Depuis plusieurs semaines, des personnalités sur des listes de gauche nous appellent d’un peu partout de l’Auvergne. Ils ont besoin de relais pour faire connaître leur programme, idées. Et jusqu’à la semaine dernière, nous refusions. Mais, pour tout avouer, c’est un candidat pour les municipales de Vichy qui nous a donné envie d’appeler des avocats spécialisés en droit de la presse. Nous avions envie de couvrir les élections municipales, mais certainement pas en donnant la parole à l’extrême-droite ou affiliés…
Ligne éditoriale et rigueur journalistique
Et quel bonheur que d’apprendre que notre media numérique indépendant peut désormais jouir d’une liberté éditoriale totale ! Ainsi, nous pouvons décider de ne couvrir que des candidats de gauche. Car la loi est ainsi faite : Le pluralisme de la presse écrite s’apprécie au niveau de l’offre globale de médias et non au sein de chaque titre individuel.
Mediacoop étant reconnu par la CPPAP, nous devons toutefois garantir une information d’Intérêt Général, ce qui n’interdit pas une ligne politique marquée mais exige un véritable traitement journalistique, avec notamment la vérification des faits.
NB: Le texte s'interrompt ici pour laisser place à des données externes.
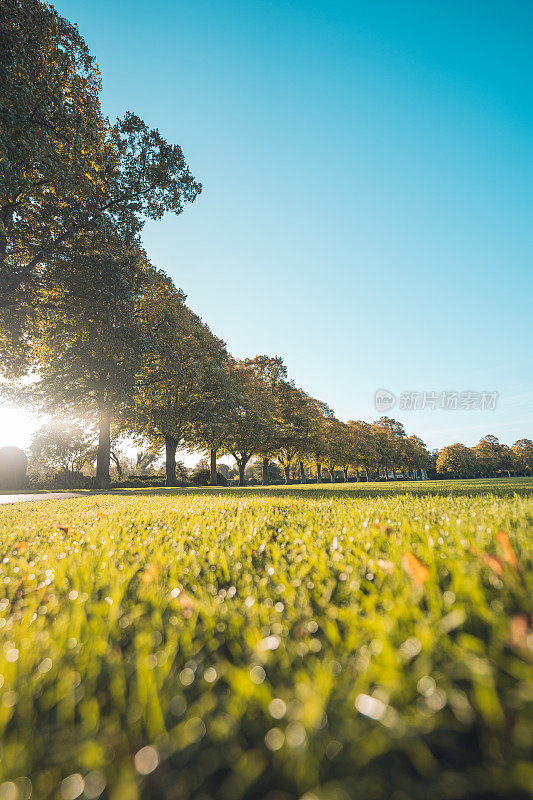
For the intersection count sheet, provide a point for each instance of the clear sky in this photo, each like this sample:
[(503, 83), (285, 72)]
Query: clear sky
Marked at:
[(367, 202)]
Notre Media reconnu d’Intérêt Général
Ainsi, nous avons décidé d’accompagner les forces de gauche dans ces élections. Dans un paysage médiatique saturé, nous refusons de donner une tribune aux idées d’extrême-droite ou populistes, néolibérales pour nous concentrer sur les alternatives sociales. Notre indépendance garantit que nous ne travaillons pour aucun parti de gauche et ne recevons d’aucun parti politique quelconque rémunération. Il s’agit là de notre choix et bien sûr de notre participation militante au changement du monde.
Faire notre part dans le pluralisme de l’information
Mais alors comment définir ce que nous allons couvrir : Nous donnerons la parole à celles et ceux dont les programmes sont axés sur la justice sociale et la redistribution, les projets d’écologie populaire et de transformation urbaine, et des pratiques de démocratie participative et de gestion des communs.
Cela ne nous empêchera pas de travailler avec rigueur. Une ligne éditoriale n’empêche en rien le respect de la déontologie journalistique. Nous savons que la neutralité n’existe pas. A Mediacoop, nous l’assumons. Indépendants, nous analysons les programmes de gauche avec un oeil critique. Et nous vérifions tout : faits, chiffres, et promesses de candidats.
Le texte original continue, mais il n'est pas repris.